Been meaning to get on here with ages to post this. Around 3 years ago or so I touched my younger cousin who I think is about 10 years younger than me. I was 14, she was 4. I was alone with her in my sister's bedroom, I've thought about the story so many times that I've gotten it half confused as I genuinely can't remember the details, All I remember is that I touched the outer lips of her vagina and then pulled her pants back up when I realised the wrongness of my actions.
A while later when my cousin's mother came back she told her that I had put my hands down her pants. My aunt brought this to the attention of my Mother who walked into my room and asked me if I had done so to which I lied back that she had pulled down her pants and that I had merely pulled them back up again. I honestly think that a lot of my guilt stems from lying also.
I tried to not think about that moment and lived a fairly normal life until around the 3rd quarter of 2013 when the guilt really, really hit me as I thought properly about my actions. I would go through serious periods of guilt where I would feel terrible and it would be the only thought on my mind. These periods would come and go but even when they were at their least stressful I had it on the back of my mind.
The worst period was around late 2014 when my guilt was so bad that I took stomach pain tablets constantly to rid of the pains in my stomach from guilt. Yet again. these periods would come and go.
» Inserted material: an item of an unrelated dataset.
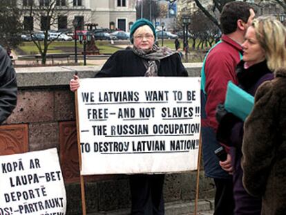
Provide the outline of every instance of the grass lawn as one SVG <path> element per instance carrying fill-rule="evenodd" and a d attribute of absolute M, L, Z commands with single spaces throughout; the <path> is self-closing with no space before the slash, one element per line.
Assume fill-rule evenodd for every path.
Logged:
<path fill-rule="evenodd" d="M 43 43 L 41 43 L 42 48 L 44 48 Z M 119 49 L 119 47 L 113 46 L 109 41 L 96 41 L 97 48 L 99 49 L 100 53 L 113 53 Z M 72 41 L 53 41 L 48 46 L 48 53 L 73 53 L 75 47 L 75 42 Z M 79 53 L 82 52 L 83 45 L 77 43 L 77 50 Z M 18 47 L 21 55 L 35 55 L 39 54 L 39 50 L 37 46 L 32 41 L 23 42 L 21 45 Z M 18 53 L 20 54 L 20 53 Z"/>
The Summer of 2015 was great for me, I had a good Summer where those thoughts hardly crossed my mind. When I arrived back to school, about a month ago now, my guilt just started again. I began getting hot flushes (Anxiety symptoms as far as I know) when I think about it and when stressful situations emerge it's the first thing that I think of which leads to hot flushes again. I don't really feel motivated, I'm in my final year and don't have any motivation to do anything like study. When I hear people talking about College I just try not to listen as I know I don't have the heart to study hard to try and get into college. I'd like to admit to my wrongdoings and take the school year out for therapy and counselling. As I write this write now, I feel ok. I find that the worst of my guilt is during school hours and that afterwards I'm ok at best but I'd still like to get this guilt off my chest.
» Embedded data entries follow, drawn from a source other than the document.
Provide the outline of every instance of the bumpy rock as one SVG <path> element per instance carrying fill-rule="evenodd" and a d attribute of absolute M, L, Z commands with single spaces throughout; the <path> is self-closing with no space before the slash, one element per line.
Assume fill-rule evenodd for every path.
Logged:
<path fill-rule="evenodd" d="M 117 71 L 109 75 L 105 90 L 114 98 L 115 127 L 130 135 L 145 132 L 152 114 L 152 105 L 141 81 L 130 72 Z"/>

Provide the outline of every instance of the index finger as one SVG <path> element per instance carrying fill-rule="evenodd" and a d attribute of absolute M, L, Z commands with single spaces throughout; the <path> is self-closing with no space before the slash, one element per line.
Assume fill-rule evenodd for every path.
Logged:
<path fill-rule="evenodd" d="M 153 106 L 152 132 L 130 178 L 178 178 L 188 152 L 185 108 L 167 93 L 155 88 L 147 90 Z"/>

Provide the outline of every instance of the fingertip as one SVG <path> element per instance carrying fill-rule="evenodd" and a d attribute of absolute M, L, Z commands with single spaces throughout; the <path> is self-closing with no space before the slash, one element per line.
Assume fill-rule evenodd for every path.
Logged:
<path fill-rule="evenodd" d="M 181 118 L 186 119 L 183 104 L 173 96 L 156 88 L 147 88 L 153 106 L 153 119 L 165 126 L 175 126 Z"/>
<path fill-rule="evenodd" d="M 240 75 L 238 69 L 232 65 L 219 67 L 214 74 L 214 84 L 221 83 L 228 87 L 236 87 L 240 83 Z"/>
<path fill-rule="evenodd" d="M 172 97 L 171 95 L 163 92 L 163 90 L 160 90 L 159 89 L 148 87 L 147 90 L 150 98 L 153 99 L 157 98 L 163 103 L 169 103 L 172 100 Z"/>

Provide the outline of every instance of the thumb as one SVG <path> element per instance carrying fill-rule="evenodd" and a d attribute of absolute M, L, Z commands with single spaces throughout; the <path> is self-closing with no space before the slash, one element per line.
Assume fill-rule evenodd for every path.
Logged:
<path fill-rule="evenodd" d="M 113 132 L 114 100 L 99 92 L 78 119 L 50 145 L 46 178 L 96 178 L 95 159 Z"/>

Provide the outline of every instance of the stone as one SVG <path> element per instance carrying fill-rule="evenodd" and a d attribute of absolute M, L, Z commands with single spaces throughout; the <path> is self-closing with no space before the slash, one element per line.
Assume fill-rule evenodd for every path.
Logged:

The problem is that I am afraid that if I tell my mother about what I did that she would tell my aunt and that I would be reported to the police, probably sentenced and put on the sex offenders list meaning that I wouldn't be able to get a lot of jobs. I've wanted to tell my mother but I'm afraid of the consequences. I want to get counselling to help me to get rid of my guilt, anxiety and possible depression. I often wonder if I'll ever be able to overcome this guilt and be able to lead a proper life. I've become so used to having this thought on my mind every 2 minutes that I wonder would I be able to not think about it. I regret what I did and would never do it again. When I'm around children I know that I'm not going to abuse them but I'm not able to release this guilt. I honestly think that just admitting what I did to my mother would be half the battle but I really don't know how to say it without serious consequences.
Sorry about the long post, all replies appreciated.